I finished working through Chapman’s Introducton to Fortran 90/95, and it was a very interesting (helpful) read. My next step is to work through Chapman’s (no relation?) Using OpenMP, but there are some performance considerations I must first address.
Therefore, I looked into gprof, which is the GNU profiling tool. It will give me an understanding of how quickly my code runs, and which tasks in the workflow are taking up the most resources. Here is what the ifort man pages say about the gprof compiler flag (note that I have a 32-bit processor for this test!):
Compiles and links for function profiling with gprof(1).
Architectures: IA-32, Intel® 64 architectures
Files are compiled and linked without profiling.
Description: This option compiles and links for function profiling with gprof(1).
Linux and Mac OS X: -pg (only available on systems using IA-32 architecture or Intel® 64 architecture), -qp (this is a deprecated option)
That’s interesting, sure! So with that bit of knowledge, I want to apply it to a large code that might make debugging a pain. I’m going to focus on a much simpler test case (that I’m taking from Chapman’s Fortran 90/95 book, Example 6-10, pg. 340).
gprof Example with Fortran Code
The example I consider has a function called “ave_value” which calculates the average value of a function between two points first_value and last_value. “ave_value” is called by “my_function,” which is declared as external in the test driver program “test_ave_value.” It’s a very simple program with three .f90 files.
I wrote these functions based on the example given in Chapman, and then I compiled them with the following command:
$ ifort -p ave_value.f90 my_function.f90 test_ave_value.f90 -o test_ave_value
As a reminder, the -p flag allows me to specify our gprof option, and the -o flag allows me to rename the executable.

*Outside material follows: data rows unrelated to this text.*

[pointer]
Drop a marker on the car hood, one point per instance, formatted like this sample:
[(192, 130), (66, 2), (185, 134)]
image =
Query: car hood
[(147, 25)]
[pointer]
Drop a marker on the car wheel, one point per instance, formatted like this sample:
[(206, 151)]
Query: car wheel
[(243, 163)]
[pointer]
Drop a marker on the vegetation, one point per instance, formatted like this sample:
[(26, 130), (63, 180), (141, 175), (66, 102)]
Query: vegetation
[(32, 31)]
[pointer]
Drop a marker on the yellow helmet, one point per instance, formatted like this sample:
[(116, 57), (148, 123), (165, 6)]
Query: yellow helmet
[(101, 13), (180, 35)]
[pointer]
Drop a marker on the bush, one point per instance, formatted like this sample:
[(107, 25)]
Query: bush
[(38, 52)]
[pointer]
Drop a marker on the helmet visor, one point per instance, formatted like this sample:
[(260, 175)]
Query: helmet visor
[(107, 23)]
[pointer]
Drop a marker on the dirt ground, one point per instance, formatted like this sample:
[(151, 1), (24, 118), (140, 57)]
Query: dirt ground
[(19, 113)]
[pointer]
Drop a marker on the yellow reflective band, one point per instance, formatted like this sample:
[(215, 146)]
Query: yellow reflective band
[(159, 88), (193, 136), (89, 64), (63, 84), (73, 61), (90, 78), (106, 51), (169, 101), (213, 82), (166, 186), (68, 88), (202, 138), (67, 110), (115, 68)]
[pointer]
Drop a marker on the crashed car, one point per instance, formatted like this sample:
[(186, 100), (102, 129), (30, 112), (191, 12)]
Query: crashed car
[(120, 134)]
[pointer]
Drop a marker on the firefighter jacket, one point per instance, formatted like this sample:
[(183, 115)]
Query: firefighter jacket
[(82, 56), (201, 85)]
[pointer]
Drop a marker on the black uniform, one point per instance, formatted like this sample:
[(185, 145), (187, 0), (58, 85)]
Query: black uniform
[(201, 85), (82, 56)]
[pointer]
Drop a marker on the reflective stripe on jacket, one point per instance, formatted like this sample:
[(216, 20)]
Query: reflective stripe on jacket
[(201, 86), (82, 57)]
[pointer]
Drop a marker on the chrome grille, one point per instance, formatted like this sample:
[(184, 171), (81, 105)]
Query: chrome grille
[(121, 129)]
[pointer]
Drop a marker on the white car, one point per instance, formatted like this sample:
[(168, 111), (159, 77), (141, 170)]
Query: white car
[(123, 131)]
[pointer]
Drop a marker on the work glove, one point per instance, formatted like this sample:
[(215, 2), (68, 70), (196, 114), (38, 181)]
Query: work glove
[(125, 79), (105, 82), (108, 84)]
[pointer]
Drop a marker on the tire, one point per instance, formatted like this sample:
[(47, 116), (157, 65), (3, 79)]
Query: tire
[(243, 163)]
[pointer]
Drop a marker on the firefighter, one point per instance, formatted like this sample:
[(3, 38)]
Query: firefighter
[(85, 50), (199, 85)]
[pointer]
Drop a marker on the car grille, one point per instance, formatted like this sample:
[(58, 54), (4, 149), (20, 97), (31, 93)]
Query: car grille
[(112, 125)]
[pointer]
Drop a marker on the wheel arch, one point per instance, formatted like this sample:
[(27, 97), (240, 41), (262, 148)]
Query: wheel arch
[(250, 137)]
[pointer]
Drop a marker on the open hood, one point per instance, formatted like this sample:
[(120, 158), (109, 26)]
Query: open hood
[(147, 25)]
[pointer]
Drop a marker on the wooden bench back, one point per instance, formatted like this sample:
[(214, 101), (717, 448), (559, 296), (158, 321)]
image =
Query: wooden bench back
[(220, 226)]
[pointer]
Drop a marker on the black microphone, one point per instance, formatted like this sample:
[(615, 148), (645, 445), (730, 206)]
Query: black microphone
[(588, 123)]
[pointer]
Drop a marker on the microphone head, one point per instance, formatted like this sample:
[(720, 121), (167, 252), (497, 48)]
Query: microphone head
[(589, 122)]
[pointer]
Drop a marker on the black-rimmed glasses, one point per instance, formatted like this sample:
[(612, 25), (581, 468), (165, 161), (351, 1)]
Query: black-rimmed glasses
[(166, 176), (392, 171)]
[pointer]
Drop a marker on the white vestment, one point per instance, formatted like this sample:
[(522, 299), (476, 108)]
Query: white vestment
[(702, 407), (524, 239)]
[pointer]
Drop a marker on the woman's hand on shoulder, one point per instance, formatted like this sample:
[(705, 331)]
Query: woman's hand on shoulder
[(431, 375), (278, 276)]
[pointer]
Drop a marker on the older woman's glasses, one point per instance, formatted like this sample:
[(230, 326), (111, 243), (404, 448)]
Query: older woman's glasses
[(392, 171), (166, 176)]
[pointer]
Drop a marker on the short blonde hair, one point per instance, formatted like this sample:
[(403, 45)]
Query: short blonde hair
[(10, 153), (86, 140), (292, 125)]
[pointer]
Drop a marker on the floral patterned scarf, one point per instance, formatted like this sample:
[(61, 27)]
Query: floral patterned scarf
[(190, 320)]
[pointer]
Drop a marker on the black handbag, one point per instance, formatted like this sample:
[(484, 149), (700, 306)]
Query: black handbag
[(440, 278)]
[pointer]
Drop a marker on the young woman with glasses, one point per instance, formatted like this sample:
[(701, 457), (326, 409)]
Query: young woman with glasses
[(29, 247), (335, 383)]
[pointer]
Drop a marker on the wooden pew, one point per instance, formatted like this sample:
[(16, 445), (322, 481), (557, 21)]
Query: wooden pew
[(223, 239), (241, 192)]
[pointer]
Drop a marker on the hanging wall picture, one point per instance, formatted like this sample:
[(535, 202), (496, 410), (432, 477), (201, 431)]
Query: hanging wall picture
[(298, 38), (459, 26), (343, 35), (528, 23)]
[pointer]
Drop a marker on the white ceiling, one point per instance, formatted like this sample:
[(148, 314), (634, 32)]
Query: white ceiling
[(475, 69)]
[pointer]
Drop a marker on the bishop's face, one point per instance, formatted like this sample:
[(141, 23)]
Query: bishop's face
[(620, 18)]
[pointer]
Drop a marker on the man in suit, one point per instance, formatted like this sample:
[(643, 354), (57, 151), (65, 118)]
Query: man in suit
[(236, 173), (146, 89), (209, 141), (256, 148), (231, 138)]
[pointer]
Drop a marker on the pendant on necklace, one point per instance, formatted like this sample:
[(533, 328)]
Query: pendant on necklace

Now that you have your executable, you can simply run it, as I did:
And you’ll notice that it has generated a “gmon.out” file that can be interpreted by gprof to show you your statistics! Writing gmon.out will overwrite any previous versions that you had in the folder, so use caution. Now, run gprof to interpret the gmon.out file.
$ gprof test_ave_value > tav.output
The tav.output was my re-naming of the gprof output. Now we can view the results of gprof in tav.output, in any competent text editor.
Looking at the Numbers
There is sufficient documentation for understanding gprof numbers on their website, but I’ll hit some critical points. The outputs are separated into the Flat Profile and the Call Graph. The Flat Profile conveys how much time your program has spent executing each function. The Call Graph conveys how much time was spent in the function and its children. You can read more here.
Visualization of gprof results
A quick way to put a visualization together (per the documentation of gprof2dot):
gprof path/to/your/executable | gprof2dot.py | dot -Tpng -o output.png
Here, gprof executes your program (which you’ve already compiled and linked with the appropriate flag!). That output is piped to a program called gprof2dot, which then pipes its output to create an output file that you can view in any competent image display tool!
Note that if you download gprof2dot, you’ll need to change the permissions to ensure that it’s an executable. I tried to run the non-executable version with
but it would not execute because the file permissions were not set to executable.
Now that I learned this, I’m going to try it on a bigger code. Happy profiling!